The requirement relating to commercial substance of a contract (i.e. the risk, timing or amount of the entity’s future cash flows is expected to change as a result of the contract) is aimed at preventing entities from artificially inflating their revenue by transferring goods or services back and forth to each other (IFRS 15.BC40).

Unfortunately, IFRS 15 does not cover barter transactions in great detail. Therefore, an entity has to assess such a transaction against the general criterion, i.e. whether the risk, timing or amount of the entity’s future cash flows is expected to change.

For a contract to fall into the scope of IFRS 15, it must be probable that the entity will collect the consideration to which it will be entitled. Paragraph IFRS 15.BC45 specifies that both the customer’s ability (i.e. financial capacity) and intent to pay should be taken into account in this assessment. Note that the reference is made to consideration for goods or services that will actually be transferred to the customer, i.e. this assessment does not relate to all goods or services promised in the contract. Therefore, if the customer would not pay and consequently the entity would not transfer any further goods or services, the likelihood of payment for those goods or services that would not be transferred is not taken into account when assessing collectability of consideration (IFRS 15.BC46).

Paragraph IFRS 15.BC46E  states that it was not the IASB’s intention that many contracts should fail the collectability of consideration condition.

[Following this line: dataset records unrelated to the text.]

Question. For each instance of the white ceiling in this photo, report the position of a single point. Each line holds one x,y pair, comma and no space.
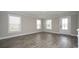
40,12
43,14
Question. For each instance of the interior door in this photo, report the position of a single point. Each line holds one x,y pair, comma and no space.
65,25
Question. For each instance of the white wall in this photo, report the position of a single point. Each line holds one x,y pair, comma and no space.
78,21
28,25
55,24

This condition only aims at assuring that revenue will be recognised from valid contracts that represent genuine transactions (IFRS 15.BC43).

See also Examples 1, 2 and 3 accompanying IFRS 15.

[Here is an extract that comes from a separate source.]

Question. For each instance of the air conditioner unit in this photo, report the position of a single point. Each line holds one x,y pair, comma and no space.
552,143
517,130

Paragraph IFRS 15.17 provides criteria which necessitate combination of two or more contracts into one for accounting purposes. Such a combination should be made if the contracts are entered into at or near the same time with the same customer (or related parties of the customer) and at least one of the following criteria are met:

  1. the contracts are negotiated as a package with a single commercial objective;
  2. the amount of consideration to be paid in one contract depends on the price or performance of the other contract; or
  3. the goods or services promised in the contracts (or some goods or services promised in each of the contracts) are a single performance obligation.

In general, IFRS 15 focuses on rights and obligations. The fact that, due to legal or similar reasons, the parties use several contracts for the sale of related goods/services, or a single contract for unrelated goods/services, should not impact the accounting treatment under IFRS 15.

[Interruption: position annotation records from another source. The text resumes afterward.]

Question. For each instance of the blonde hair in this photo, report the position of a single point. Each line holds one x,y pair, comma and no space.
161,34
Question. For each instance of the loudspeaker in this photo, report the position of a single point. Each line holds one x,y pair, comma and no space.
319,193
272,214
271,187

When entity receives consideration from a customer with a contract that does not meet the IFRS 15 criteria, revenue is recognised only when the contract is either:

  • complete or
  • cancelled.

Specifically, revenue is recognised when one of the following conditions is met (IFRS 15.15):

  1. the entity has no remaining obligations to transfer goods or services to the customer and all, or substantially all, of the consideration promised by the customer has been received by the entity and is non-refundable; or
  2. the contract has been terminated and the consideration received from the customer is non-refundable.

If the above conditions for revenue recognition are not met, consideration received is recognised as a liability representing the entity’s obligation to either transfer goods or services in the future or refund the consideration received. See also Example 1 accompanying IFRS 15.

Paragraphs IFRS 15.BC46F-BC46H include some deliberations by IASB on contract termination. The conclusion is that the fact that an entity continues pursuing collection of consideration due from the customer does not preclude the entity to consider the contract to be terminated. Moreover, IASB notes that it is often the case that a contract often gives the entity right to terminate the contract in the event of non-payment by the customer and such a termination does not affect the entity’s rights to recover any amounts owed by the customer. In practice, this may be applied to situations when entity stops providing goods or services to the customer and recognises consideration received for satisfied performance obligations as revenue.